A radically different proposal for differential updates

Christian Seiler Tue, 15 Aug 2017 00:43:45 -0700

Hi there,

I've come to believe that binary diff packages are not the best way of
solving this issue. Intead I'd like to propse a radically different
solution to this issue.


The gist of it: instead of adding a format for how deltas work, I
propose to introduce a new format for storing Debian packages that will
be used for both the initial installation _and_ incremental updates.

This idea was inspired by the following talk given by Lennart
Poettering about a new tool he's written (which is already packaged for
Debian by the way):
https://www.youtube.com/watch?v=JnNkBJ6pr9s



Now to my proposal:

A Debian package currently consists of two files: control.tar.gz and
data.tar.xz (or .gz). What I want to propose is a new format that does
not contain a data.tar.xz at all. Instead I'd like to split the
data.tar.xz into chunks and have the new format only contain an index
that references these chunks. Let me call this new format "cdeb" for
"chunked deb".

A .deb package can be decomposed trivially into a .cdeb via the
following process:

  - uncompress data.tar.xz to obtain data.tar
  - split data.tar into chunks (see below)
  - create a list of cryptographically secure hashes of these chunks
    and store them in an index file
  - compress each chunk individually
  - the .cdeb would then contain control.tar.gz and data.chunks.gz,
    where the latter is the aforementioned chunk index

If you have a .cdeb package and all the chunks it references, one can
unpack that by decompressing each chunk in order, concatenating them
and then running tar.

In and by itself this just gives us a lot more overhead.
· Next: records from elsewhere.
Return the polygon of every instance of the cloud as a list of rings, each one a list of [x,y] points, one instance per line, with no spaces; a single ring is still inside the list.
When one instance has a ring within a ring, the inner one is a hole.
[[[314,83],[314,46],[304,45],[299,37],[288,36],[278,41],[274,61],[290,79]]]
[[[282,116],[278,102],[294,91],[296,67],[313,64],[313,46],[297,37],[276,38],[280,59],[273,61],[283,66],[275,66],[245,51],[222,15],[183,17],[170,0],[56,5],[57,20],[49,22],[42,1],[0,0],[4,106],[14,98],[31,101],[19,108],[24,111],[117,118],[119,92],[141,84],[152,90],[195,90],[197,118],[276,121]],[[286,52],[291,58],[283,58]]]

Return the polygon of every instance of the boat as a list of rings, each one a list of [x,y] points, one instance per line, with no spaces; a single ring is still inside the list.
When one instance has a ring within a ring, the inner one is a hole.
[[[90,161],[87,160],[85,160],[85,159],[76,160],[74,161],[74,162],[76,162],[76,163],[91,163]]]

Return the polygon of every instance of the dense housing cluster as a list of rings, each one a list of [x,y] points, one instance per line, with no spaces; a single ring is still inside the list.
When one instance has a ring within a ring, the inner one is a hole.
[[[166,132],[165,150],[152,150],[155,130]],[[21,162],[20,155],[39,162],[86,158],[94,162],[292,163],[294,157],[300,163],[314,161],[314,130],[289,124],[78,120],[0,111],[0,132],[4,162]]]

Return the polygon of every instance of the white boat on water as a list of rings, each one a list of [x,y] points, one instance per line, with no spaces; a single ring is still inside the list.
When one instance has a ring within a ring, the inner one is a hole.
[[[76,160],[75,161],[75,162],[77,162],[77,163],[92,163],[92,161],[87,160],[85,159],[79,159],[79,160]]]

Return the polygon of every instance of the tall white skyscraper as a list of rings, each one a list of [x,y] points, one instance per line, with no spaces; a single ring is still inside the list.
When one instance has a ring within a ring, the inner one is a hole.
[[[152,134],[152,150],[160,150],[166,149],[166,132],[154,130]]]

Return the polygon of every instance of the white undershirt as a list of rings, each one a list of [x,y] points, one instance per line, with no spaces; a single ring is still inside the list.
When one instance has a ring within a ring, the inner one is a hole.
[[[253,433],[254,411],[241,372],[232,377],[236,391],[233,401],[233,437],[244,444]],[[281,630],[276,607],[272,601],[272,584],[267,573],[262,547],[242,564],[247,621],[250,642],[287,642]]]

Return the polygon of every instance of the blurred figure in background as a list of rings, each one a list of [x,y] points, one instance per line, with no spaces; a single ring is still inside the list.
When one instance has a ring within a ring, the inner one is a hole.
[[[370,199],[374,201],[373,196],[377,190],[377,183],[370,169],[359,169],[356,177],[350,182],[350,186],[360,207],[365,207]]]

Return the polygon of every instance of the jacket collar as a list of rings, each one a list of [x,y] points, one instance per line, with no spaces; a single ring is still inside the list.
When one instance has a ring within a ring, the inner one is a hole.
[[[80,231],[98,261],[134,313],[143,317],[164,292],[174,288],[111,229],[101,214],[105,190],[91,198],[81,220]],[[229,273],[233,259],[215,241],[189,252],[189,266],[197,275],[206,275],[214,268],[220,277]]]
However, there
are two key ideas that additionally come into play here:

1. The way the chunks are split: instead of splitting this up into
chunks of a fixed size, use a rolling hash function instead. Lennart's
casync tool uses Buzhash for this. The basic idea behind a rolling
hash is that you update the hash function with each byte until the
current hash value fulfills a certain property (such as that it's
divisible by a specific number). That's when you put a chunk boundary
there. This has the consequence that even if you insert a byte into
the data stream that is being chunked at some point this will only have
local consequences, and once you're far away from that position you
will still have the chunk boundaries placed at the same points.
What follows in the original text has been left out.